As systems grow complex, the cost of keeping specs in sync with code grows too. This is a structural limitation of SDD.
7.5 Poor Fit for Exploratory Development
For prototypes, research, and experimental work, SDD gets in the way. You can’t write a spec when you don’t know what you’re building yet.

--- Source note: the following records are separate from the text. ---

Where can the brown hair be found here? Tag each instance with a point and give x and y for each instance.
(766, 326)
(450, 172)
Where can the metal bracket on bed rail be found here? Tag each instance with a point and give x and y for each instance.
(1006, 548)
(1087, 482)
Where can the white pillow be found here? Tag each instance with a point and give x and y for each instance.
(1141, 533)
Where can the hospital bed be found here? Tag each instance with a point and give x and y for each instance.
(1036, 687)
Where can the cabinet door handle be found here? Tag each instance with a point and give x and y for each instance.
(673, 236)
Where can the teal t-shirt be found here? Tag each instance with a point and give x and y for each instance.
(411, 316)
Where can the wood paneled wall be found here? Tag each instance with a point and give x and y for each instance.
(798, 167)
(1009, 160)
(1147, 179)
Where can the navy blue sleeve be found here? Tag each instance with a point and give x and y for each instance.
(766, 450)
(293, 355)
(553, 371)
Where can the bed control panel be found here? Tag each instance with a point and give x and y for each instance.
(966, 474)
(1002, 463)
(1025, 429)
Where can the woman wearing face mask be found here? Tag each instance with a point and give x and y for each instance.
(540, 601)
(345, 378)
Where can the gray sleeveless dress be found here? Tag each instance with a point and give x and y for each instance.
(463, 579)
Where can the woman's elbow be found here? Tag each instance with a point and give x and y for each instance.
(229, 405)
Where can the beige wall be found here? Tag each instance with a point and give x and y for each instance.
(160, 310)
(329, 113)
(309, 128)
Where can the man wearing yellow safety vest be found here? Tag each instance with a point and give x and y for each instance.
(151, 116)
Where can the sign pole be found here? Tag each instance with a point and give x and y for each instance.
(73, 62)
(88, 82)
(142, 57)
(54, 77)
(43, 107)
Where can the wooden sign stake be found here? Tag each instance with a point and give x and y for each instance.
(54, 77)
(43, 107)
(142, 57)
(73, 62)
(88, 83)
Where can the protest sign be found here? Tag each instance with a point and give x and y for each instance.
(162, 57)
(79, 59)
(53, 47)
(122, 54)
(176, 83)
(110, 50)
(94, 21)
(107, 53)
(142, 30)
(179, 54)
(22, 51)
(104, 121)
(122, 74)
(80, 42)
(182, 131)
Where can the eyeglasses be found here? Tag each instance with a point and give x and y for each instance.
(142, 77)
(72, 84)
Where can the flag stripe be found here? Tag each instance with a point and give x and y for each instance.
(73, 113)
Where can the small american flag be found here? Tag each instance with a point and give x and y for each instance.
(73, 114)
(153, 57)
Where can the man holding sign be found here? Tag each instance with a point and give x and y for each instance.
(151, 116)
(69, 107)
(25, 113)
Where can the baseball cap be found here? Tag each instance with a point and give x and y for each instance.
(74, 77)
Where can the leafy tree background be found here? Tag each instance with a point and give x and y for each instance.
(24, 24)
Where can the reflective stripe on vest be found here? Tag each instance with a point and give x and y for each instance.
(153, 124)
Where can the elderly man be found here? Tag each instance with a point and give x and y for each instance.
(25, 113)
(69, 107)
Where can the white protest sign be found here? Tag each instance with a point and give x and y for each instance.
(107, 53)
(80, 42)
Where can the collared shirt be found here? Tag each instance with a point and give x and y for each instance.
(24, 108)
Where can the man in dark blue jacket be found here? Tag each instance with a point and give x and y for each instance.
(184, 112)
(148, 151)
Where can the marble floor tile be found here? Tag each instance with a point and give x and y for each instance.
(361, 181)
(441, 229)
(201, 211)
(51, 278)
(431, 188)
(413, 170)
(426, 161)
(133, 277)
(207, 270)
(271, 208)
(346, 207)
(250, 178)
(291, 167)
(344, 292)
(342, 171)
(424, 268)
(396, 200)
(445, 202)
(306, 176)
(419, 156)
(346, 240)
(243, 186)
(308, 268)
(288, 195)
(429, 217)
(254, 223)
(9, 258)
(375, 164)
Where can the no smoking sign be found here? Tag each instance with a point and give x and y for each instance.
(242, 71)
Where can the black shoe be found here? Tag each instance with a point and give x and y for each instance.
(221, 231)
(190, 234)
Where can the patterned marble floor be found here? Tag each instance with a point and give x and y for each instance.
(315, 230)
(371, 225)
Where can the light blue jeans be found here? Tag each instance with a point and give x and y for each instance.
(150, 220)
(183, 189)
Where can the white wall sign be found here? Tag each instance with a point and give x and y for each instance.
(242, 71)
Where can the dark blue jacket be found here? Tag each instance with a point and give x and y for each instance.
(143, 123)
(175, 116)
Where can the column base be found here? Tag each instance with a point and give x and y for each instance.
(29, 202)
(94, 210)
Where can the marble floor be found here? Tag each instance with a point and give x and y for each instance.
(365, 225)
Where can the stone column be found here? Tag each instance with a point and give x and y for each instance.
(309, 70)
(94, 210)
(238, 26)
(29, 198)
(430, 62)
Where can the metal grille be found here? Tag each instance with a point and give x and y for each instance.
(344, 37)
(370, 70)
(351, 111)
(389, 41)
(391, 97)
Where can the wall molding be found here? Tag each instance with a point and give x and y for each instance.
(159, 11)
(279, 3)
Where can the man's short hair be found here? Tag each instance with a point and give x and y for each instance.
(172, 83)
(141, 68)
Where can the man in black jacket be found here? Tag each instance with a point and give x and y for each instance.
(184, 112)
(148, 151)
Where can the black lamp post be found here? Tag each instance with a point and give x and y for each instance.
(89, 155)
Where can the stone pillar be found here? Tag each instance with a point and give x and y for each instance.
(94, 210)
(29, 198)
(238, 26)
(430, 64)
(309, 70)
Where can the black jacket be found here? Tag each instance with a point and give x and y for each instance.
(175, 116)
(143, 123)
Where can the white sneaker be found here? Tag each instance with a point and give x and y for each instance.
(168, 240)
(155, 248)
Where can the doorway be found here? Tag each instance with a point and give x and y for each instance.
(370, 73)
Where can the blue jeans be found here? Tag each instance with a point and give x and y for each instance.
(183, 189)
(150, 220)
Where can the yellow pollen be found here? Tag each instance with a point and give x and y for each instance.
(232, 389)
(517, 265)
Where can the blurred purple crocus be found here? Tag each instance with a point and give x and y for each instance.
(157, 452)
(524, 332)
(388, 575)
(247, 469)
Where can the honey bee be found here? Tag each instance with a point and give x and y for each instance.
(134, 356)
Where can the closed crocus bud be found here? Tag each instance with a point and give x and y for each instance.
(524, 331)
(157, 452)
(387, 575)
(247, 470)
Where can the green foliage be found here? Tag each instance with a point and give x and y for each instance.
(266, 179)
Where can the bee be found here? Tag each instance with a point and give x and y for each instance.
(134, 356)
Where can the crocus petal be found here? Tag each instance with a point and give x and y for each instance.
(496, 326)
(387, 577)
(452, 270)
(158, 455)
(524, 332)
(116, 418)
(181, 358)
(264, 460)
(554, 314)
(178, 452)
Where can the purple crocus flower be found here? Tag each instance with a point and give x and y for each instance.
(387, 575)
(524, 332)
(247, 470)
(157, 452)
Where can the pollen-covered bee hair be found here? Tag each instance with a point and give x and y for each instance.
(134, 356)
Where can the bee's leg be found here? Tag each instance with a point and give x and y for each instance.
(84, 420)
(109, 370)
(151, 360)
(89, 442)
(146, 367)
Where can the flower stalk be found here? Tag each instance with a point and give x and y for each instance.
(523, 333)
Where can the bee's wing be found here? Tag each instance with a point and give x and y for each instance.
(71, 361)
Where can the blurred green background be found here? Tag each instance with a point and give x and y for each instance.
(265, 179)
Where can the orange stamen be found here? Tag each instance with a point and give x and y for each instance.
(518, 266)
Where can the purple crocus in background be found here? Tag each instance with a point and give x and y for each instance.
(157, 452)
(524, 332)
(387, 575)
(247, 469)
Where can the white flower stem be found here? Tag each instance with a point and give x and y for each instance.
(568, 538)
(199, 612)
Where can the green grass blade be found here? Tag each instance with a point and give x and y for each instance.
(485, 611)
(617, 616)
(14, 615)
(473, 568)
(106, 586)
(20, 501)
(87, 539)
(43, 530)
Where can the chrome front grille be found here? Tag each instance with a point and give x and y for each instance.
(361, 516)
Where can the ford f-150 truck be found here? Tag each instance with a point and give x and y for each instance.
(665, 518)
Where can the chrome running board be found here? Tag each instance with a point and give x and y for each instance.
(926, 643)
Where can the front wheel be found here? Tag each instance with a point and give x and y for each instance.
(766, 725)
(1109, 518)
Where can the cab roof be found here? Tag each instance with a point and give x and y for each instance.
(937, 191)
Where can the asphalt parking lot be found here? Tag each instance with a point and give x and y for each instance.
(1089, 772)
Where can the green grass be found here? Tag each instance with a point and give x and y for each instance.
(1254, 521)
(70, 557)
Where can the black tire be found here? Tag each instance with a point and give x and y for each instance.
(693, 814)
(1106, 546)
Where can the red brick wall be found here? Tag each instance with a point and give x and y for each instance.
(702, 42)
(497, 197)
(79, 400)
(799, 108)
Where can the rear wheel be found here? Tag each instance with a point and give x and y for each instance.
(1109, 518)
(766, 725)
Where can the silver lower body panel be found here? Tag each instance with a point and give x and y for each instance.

8. When Should You Use SDD?
| Scenario | SDD Fit | Why |
|---|---|---|
| API-first development | ✅ | OpenAPI spec → auto-generate code/docs/tests |
| Well-defined requirements | ✅ | Easy to write specs, higher AI generation quality |
| Regulated industries (finance, healthcare) | ✅ | Audit trails, compliance needs spec documentation |
| Cross-team collaboration (frontend-backend) | ✅ | Spec acts as contract, enables parallel development |
| Prototyping / exploratory development | ❌ | Spec-writing overhead slows you down |
| Rapidly changing requirements | ⚠️ | Spec sync costs can grow |
| Simple feature additions | ❌ | Over-documentation is counterproductive |
Summary
| Key Point | Details |
|---|---|
| What is SDD | Methodology treating specs as the single source of truth; code/tests/docs derived from specs |
| Core workflow | Specify → Plan → Implement → Validate |
| vs TDD/BDD | TDD is unit-level, BDD is feature-level, SDD is system-level |
| Three levels | Spec-First → Spec-Anchored → Spec-as-Source (gradual adoption) |
| Proven impact | 75% reduction in integration time, 50% fewer AI code errors |
| Key limitations | Waterfall concerns, doc overload, AI ignoring specs, spec-code sync cost |
| Best fit | API-first development, clear requirements, regulated industries, cross-team work |
SDD is the tool that turns AI coding from “Vibe” into “Engineering.” It doesn’t fit every situation, but the simple habit of writing a spec first makes a noticeable difference in AI collaboration quality. You don’t need a perfect spec. Clearly communicating “what you want” to the AI — that’s the essence of SDD.